Growing up I was hopelessly in love with fairy tales.
I’d smile with bliss when mum read to me, snow white.
I’d literally go bonkers, LITERALLY.
I’d go to bed before the sun even had time hit the horizon just so mum would read to me.
I am over exaggerating just a little, but I’d the first kid in the neighborhood to catch a wink.
“One day, you’ll live your very own fairy tale,” she’d always say before bestowing a kiss upon my forehead.
For a four year old girl, those words were like finding a motherload of diamonds.
Yeah, her words meant well, but as I grew up I realized that those words were more detrimental than drinking mouthwash.
At the age of thirteen I made a gruesome discovery.
No, I didn’t get my period for the first time.
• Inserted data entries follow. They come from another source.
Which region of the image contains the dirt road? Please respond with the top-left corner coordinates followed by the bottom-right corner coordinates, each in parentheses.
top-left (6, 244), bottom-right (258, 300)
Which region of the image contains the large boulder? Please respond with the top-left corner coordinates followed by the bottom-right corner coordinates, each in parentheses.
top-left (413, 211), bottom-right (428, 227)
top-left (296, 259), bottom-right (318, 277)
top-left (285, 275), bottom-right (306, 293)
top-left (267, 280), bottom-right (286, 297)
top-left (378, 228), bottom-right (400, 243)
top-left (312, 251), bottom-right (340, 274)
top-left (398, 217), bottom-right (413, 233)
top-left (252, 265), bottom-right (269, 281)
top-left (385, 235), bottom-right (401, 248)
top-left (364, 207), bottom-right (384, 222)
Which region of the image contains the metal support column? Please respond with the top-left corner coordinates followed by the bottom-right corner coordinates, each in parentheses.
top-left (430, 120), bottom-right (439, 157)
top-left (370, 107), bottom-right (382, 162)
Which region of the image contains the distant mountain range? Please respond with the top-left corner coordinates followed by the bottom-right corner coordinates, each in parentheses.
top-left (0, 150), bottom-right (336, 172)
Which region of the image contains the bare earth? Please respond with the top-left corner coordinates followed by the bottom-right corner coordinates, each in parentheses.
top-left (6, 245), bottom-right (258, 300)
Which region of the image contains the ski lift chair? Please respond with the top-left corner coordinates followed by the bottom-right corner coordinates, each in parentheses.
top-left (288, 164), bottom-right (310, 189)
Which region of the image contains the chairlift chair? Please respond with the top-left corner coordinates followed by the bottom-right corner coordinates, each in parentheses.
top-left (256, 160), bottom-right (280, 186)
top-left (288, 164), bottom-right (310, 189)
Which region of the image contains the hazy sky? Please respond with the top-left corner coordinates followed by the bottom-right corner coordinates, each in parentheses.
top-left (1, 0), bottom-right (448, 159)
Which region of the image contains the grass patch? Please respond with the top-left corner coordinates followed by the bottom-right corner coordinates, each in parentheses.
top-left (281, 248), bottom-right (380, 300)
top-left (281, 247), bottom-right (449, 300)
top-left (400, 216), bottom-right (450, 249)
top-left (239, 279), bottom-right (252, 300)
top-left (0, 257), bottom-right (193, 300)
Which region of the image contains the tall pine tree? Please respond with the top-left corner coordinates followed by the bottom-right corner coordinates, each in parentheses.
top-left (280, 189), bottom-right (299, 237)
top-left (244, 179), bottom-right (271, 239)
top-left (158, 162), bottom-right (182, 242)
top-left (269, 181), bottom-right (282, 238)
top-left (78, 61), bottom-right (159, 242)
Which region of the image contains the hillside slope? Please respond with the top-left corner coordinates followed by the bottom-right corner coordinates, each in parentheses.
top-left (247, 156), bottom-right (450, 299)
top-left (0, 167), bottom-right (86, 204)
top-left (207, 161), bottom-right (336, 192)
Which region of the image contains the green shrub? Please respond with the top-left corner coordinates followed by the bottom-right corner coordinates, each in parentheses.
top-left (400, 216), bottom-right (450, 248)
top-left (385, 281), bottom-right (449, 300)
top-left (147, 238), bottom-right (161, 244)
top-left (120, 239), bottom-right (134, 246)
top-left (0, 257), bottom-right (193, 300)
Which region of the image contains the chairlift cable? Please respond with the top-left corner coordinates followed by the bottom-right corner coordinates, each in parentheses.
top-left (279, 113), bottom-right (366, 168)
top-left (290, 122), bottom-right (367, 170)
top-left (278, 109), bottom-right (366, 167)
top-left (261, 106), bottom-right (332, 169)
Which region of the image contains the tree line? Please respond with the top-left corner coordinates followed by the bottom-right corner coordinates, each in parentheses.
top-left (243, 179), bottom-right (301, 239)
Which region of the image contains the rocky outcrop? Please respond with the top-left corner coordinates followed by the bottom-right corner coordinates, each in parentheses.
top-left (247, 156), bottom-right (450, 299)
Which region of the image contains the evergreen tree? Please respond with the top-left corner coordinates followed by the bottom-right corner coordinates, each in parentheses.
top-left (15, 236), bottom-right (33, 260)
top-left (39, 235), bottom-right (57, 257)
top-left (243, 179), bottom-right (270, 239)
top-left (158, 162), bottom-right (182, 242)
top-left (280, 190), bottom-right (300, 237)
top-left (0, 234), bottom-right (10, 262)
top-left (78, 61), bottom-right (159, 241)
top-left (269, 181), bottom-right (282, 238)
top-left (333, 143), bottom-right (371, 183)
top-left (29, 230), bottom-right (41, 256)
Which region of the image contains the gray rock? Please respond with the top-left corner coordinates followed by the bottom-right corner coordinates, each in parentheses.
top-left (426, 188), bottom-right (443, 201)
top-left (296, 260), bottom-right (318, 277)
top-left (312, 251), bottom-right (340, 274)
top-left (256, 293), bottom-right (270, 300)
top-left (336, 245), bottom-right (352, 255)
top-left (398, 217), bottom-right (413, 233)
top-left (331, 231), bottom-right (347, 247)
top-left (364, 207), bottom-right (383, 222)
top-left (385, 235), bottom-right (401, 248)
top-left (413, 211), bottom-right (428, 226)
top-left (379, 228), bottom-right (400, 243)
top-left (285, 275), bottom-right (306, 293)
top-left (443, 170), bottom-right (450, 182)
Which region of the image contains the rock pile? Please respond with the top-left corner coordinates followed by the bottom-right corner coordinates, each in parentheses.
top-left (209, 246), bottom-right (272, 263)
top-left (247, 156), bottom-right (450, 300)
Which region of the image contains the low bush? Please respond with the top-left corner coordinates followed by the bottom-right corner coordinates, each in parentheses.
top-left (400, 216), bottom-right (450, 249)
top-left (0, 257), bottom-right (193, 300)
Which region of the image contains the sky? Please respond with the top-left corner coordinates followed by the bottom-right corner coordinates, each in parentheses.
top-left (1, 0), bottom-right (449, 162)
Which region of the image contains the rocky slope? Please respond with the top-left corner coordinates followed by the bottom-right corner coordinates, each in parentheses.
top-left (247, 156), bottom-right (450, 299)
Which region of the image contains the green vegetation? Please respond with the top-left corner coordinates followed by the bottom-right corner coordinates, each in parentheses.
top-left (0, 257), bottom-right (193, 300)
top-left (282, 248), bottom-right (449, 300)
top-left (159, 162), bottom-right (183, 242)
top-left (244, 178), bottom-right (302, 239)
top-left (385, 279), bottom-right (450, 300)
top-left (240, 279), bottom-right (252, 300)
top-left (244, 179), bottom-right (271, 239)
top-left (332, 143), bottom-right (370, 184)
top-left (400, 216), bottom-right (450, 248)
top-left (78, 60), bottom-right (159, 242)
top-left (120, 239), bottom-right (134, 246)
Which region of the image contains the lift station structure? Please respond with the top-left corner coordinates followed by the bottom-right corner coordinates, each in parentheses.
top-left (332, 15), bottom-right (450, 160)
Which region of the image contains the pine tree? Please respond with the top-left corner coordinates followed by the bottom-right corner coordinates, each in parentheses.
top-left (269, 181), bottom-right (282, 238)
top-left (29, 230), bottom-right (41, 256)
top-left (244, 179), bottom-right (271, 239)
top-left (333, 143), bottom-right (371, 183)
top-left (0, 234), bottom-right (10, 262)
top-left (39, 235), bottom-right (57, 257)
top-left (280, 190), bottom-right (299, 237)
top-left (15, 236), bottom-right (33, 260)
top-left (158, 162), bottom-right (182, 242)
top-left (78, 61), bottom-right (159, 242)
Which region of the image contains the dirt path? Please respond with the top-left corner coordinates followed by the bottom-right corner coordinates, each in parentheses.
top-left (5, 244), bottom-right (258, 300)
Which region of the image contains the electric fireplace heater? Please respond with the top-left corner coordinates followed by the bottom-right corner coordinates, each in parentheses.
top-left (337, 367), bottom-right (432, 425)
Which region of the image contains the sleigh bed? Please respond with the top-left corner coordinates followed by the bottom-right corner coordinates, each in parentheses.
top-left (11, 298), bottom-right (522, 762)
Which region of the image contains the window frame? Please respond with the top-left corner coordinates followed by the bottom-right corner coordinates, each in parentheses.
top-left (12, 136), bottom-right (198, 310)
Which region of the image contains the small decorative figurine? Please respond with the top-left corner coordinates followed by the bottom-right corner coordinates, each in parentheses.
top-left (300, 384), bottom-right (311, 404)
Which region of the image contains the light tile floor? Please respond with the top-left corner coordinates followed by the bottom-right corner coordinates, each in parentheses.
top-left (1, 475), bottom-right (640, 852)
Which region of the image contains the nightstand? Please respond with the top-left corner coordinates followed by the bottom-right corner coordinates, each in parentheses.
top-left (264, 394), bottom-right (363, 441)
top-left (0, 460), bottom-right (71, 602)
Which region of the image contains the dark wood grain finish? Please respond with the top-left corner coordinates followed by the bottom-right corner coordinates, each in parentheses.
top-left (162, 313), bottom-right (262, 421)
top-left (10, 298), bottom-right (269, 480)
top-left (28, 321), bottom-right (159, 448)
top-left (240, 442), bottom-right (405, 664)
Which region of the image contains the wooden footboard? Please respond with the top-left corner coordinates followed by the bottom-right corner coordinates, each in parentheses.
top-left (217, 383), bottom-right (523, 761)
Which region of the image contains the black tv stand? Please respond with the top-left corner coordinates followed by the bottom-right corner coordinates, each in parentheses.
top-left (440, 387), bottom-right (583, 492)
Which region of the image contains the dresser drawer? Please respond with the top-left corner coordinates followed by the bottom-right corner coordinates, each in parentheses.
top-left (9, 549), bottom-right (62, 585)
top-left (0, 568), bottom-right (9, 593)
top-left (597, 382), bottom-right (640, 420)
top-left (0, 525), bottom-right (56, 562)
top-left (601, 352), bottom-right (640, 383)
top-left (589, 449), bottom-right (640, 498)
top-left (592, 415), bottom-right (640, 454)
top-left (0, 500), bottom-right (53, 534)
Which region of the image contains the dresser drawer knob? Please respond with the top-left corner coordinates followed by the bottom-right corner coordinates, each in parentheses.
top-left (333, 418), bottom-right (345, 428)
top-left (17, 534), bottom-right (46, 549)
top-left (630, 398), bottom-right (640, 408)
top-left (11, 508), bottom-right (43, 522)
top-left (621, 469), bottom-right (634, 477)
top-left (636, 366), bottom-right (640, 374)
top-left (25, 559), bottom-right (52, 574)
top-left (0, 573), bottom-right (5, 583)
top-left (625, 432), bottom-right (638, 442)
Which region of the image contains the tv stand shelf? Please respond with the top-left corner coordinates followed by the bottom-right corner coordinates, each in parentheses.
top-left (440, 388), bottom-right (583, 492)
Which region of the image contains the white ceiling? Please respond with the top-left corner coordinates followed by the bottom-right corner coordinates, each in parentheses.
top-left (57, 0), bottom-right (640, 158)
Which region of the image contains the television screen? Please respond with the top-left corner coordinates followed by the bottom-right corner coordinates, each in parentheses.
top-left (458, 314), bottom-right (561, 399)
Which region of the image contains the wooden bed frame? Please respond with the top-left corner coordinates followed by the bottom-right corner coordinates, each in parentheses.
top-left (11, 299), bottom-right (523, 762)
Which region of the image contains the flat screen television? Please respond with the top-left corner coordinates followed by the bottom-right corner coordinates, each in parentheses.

To be honest, I can’t really remember at what age I got it.
But when I did, I thought I’d some type of rare disease.
What I found out that day was more horrifying than blood dripping from my honey pot.
I found out that not all fairy tales had a happy ending—which left me broken because I was so hooked on have fairy tale type of life.
As time went on—I slowly accepted the fact that some fairy tales didn’t have a happy ever after ending – life wasn’t all that great neither
I lost my biological father to alcohol, which did a number on us, but I wasn’t as terrible as my mom.
I never really had a best-friend, well I didn’t have any friends.
It was impossible for me to get close to anyone, because we’d constantly move, which meant that I had to switch
schools.
My mother, she was an emotional train wreck.
She couldn’t bear the loneliness, nor did she want another husband—words that came out of her mouth so proudly that day.